A transaction usually arrives as a string. That string is parsed to EDN, and from there parsed to a vector of Entity elements. Each Entity element represents a transaction operation, one of:

  • :db/add
  • :db/retract
  • :db/retractEntity
  • :db/retractAttribute

This doesn't depend on the schema but almost all transactions will include variable data so it's usually not sensible to preprocess or cache them.

Expansion, rewriting, and type checking

This is the point in the process at which the contents of the database — in particular, its schema and ident mappings — are first used.

The entities of the parsed transaction are walked to map keyword idents to numeric entids using the ident mappings. Syntactic sugar like the map notation and the embedded vector notation are expanded into multiple entities. Attribute/value pairs are checked to ensure that they are well-typed.

SQL transaction opened

This is the point in the process at which the contents of the SQL store are used. Therefore, we open a SQL write transaction to isolate our multi-step process from concurrent readers. (We assume that writes are serialized. See the Wiki notes on modeling the DB and connection in Rust.)

Resolution

Next, the set of attribute/value pairs requiring resolution is collected. There are two ways that an attribute/value pair can require resolution: it can be used in a lookup ref, like

[[:db/add [:db/ident :user/unique-attribute] ATTRIBUTE VALUE]

or it could be used in an upsert, like

[[:db/add "tempid" :user/unique-attribute EXISTING-VALUE]
 [:db/add "tempid" :user/other-attribute NEW-VALUE]]

Every lookup-ref must resolve to a unique entid already in the database; if not, the transaction fails immediately. Upserted temp IDs, however, may or may not resolve. If any resolve to multiple entids, the transaction fails immediately. Those that do not resolve will have new entids in the appropriate partition allocated for them.

The upsert resolution process is a multi-step algorithm that iteratively refines sets. See the Wiki notes on resolving upserts.

SQL evaluation

At this point, the transaction entities are in a streamlined form, like

[[:db/add numeric-entid numeric-attr-entid well-typed-value]]

Using the properties of the relevant attribute, we generate bulk INSERT and DELETE SQL statements to update the transactions and datoms tables in the SQL store. The goal is to have SQLite do the work to look up and replace :db.cardinality/one datoms, to produce a minimal number of DELETE statements, to efficiently INSERT fulltext values and the corresponding datoms, etc.

The translation to SQL is not complicated, but there are several fiddly cases. Eventually we'll write Wiki notes on translating entities to bulk SQL.

Transaction report generation

At this point, the datoms and transactions tables are updated but the transactor itself does not know the details of what has happened!
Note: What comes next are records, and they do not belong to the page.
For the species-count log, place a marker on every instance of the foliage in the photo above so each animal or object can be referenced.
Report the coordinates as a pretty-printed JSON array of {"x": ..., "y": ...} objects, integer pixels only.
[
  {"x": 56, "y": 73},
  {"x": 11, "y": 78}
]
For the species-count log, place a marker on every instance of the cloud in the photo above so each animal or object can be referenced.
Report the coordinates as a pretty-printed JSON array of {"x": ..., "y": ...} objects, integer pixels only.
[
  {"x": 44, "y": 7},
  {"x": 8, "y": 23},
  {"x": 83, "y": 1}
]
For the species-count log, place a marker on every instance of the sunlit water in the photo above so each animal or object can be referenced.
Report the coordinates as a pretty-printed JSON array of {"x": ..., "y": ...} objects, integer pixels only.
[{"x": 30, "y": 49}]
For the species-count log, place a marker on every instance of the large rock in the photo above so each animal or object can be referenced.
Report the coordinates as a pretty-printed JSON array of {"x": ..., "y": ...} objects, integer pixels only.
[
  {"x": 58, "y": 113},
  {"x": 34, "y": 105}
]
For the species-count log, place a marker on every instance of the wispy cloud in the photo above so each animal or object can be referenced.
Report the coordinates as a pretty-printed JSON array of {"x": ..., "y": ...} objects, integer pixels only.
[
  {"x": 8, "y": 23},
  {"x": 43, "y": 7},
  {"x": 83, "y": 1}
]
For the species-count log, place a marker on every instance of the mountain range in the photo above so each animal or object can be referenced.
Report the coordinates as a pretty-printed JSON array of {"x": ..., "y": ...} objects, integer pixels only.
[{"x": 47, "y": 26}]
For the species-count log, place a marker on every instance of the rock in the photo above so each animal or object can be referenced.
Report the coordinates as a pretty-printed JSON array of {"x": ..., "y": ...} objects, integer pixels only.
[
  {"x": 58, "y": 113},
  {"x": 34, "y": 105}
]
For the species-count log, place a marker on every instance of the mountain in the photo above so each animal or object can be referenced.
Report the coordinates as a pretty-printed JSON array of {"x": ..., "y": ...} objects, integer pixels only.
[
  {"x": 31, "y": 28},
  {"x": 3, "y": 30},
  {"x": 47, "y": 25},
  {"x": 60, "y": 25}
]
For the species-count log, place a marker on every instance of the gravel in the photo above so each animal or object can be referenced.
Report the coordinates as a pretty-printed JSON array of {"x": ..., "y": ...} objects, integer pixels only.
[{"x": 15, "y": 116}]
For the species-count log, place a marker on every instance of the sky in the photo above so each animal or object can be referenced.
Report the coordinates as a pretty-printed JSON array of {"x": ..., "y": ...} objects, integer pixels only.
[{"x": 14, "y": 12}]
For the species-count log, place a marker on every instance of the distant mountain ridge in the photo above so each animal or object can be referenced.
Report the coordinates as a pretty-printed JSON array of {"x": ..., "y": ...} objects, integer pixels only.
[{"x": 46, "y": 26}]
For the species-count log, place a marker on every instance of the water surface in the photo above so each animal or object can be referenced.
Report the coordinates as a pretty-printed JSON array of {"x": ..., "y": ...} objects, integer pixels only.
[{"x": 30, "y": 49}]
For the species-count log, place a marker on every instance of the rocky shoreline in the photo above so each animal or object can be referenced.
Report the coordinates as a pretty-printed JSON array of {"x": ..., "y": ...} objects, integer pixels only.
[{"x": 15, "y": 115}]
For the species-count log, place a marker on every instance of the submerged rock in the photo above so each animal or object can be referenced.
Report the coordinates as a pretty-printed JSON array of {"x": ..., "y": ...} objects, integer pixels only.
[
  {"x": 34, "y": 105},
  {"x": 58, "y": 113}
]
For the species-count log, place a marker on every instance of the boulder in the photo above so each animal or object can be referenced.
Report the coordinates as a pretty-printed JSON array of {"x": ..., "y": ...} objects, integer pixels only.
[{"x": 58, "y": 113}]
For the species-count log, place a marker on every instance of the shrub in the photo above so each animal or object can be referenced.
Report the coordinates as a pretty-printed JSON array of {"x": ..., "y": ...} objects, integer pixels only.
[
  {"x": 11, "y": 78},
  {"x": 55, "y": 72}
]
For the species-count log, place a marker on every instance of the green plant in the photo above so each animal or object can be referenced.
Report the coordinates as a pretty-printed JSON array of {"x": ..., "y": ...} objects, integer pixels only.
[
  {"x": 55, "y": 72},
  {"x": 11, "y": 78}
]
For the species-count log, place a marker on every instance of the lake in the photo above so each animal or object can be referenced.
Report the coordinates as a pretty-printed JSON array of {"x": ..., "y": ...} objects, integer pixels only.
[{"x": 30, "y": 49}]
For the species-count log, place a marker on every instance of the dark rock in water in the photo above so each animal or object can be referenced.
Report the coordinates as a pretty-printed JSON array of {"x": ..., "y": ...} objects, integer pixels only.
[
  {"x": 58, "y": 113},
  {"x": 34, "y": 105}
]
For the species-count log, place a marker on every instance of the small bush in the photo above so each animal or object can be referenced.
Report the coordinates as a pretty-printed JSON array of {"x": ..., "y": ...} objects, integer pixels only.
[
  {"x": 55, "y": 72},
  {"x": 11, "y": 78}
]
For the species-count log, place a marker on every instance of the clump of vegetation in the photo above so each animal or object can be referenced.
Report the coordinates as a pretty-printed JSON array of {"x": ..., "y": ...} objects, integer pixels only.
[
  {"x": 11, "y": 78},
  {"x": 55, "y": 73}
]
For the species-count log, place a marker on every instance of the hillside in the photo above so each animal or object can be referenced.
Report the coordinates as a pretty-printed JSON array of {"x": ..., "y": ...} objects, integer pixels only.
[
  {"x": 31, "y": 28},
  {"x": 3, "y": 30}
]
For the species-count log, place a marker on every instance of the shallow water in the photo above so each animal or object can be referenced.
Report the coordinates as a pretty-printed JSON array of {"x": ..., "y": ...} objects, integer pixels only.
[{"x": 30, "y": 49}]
For example, a :db.cardinality/many datom may have already existed and not been transacted; or a new :db/ident may have been transacted. The transactor therefore queries the transactions table to find out what the actual SQL changes have been, for presentation to the transact consumer in the transaction report.

Schema evolution and transaction finalization

Using the report generated in the previous step, the transactor interprets any :db.install/*, :db.alter/*, and changes to the schema definitions encountered.

Finally, the idents (if new :db/ident datoms were transacted), schema (if :db.install/* datoms were transacted), and parts (always, since we allocate a new :db/tx entid each transaction) materialized views in the SQL store are updated.

SQL transaction closed

Finally, we've updated the data stores and the materialized metadata views. The encompassing SQL transaction is committed. See the Wiki notes on modeling the DB and connection in Rust.